Pero estás equivocado.
Hace mucho que mi cuerpo te dejó atrás,
hace mucho que mi alma camina sola.
¿Crees que mis actos de los últimos meses
eran el eco de un amor que te implora?
Si me perdí, si di final a lo que fuimos,
fue porque necesitaba respirar.
Respirar en el único segundo libre
donde dejaste de hundir mi cabeza en el mar.
Tocar tierra es extraño,
después de tantos años en el agua.
Yo solo buscaba hacerme ver,
y al final tuve el valor:
apuñalar las manos que me ahogaban
para poder subir y sentir el sol.
Y aunque hubo bastante sangre,
no me digas que mi vida no vale nada
solo porque tus ojos ya no me miran,
solo porque tu mano ya no me atrapa.
El que maldice primero,
se hunde a lo lejos, en su propia trampa.
Te insulté,lo reconozco,
lo mínimo por el daño que causaste;
mientras te hundías en tu conformidad asquerosa,
yo elegí el silencio en el que te quedaste.
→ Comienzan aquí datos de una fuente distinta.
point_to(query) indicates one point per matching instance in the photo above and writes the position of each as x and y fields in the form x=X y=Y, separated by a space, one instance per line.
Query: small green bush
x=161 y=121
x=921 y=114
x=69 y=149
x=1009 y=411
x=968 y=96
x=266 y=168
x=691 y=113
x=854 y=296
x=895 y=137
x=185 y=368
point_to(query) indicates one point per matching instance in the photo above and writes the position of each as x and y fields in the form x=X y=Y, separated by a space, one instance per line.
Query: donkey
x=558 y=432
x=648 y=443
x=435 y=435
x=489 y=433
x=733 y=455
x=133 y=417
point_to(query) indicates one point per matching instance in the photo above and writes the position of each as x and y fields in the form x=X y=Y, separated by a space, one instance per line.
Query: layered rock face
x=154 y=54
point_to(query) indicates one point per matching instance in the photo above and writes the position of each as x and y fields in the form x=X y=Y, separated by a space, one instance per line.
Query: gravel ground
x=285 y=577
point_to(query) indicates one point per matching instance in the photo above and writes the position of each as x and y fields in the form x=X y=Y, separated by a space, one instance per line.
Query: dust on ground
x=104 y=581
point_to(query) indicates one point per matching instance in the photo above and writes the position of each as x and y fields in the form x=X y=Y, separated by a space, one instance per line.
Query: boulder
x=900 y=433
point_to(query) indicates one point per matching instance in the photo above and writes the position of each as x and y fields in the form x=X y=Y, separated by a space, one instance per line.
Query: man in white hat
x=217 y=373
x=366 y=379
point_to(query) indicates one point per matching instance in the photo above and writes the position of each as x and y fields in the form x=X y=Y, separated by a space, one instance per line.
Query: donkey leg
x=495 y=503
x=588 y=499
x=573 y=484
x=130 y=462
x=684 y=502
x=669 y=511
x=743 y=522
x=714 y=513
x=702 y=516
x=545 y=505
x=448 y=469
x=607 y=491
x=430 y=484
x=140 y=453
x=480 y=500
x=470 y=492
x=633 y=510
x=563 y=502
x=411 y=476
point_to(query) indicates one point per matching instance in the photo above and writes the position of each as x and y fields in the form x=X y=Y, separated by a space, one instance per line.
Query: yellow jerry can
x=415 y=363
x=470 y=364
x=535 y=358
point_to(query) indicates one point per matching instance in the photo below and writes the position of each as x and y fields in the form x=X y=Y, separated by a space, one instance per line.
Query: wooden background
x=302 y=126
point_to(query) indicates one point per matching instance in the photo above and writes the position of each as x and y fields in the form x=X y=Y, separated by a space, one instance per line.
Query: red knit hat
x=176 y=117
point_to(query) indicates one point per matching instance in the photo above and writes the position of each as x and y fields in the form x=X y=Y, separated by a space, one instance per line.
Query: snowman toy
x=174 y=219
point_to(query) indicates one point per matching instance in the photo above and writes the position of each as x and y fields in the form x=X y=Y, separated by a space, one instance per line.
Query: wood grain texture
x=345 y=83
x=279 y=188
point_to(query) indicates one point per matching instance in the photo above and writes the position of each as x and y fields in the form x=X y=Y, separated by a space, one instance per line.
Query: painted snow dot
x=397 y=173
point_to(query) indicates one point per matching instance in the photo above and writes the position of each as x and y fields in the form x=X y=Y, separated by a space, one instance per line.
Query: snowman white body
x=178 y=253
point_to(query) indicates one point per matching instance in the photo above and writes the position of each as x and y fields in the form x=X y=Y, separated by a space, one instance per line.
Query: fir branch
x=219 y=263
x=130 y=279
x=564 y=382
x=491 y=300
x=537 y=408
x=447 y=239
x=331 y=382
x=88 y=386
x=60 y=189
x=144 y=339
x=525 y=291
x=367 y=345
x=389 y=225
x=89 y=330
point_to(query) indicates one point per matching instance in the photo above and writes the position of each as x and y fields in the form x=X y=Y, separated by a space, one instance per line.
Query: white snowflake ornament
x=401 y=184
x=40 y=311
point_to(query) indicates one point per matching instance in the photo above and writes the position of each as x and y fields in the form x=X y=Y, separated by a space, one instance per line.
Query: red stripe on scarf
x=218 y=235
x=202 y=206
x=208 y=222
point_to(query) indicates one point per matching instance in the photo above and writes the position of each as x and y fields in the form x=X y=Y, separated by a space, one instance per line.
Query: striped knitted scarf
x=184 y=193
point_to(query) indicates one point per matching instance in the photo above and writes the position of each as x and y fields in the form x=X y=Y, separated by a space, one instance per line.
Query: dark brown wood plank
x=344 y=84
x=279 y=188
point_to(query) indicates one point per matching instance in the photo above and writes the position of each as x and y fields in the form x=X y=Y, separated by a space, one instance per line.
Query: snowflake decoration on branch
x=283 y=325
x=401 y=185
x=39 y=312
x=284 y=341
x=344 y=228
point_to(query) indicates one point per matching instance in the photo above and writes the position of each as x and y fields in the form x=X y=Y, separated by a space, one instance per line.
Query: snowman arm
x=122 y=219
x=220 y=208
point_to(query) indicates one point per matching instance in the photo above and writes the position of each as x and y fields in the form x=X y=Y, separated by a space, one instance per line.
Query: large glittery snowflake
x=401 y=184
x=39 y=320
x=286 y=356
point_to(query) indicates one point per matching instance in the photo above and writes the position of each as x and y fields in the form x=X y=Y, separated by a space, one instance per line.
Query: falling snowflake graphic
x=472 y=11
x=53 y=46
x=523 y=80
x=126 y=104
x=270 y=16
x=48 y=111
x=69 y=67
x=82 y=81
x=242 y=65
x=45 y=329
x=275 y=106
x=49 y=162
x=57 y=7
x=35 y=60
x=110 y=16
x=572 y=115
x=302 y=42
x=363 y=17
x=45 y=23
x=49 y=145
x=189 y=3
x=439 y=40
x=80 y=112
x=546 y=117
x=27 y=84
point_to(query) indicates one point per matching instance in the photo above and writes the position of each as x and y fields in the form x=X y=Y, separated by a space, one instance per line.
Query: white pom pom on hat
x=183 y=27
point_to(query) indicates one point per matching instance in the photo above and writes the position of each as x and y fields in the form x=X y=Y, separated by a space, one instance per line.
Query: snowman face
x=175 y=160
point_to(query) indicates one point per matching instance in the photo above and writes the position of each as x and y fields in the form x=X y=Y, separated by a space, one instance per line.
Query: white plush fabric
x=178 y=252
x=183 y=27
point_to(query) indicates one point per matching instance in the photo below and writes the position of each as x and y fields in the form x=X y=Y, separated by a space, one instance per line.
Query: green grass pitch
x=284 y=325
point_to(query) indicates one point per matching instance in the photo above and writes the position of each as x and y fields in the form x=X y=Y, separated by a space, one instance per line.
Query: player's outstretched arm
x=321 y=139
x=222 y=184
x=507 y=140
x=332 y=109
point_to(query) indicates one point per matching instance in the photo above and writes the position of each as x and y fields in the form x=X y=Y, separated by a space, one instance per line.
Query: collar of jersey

Me enteré de mil cosas y no volví,
te borré de mis días y de mi rutina;
sabía, incluso estando a tu lado,
que no serías quien cruzara mi línea.
No hables de valor, te daría vergüenza
saber lo rápido que se rompe tu imperio,
saber el peso real de tu ausencia,
ver caer lo que creías eterno.
Tú no tienes valor,
tú no puedes darme valor.
Porque yo no lo necesito,
Yo no necesito que me nombres para existir,
pero tú... tú te vas a ahogar en tu propia miseria,
rogando por el aire que me robaste,
mientras yo elijo, por fin, respirar sin ti.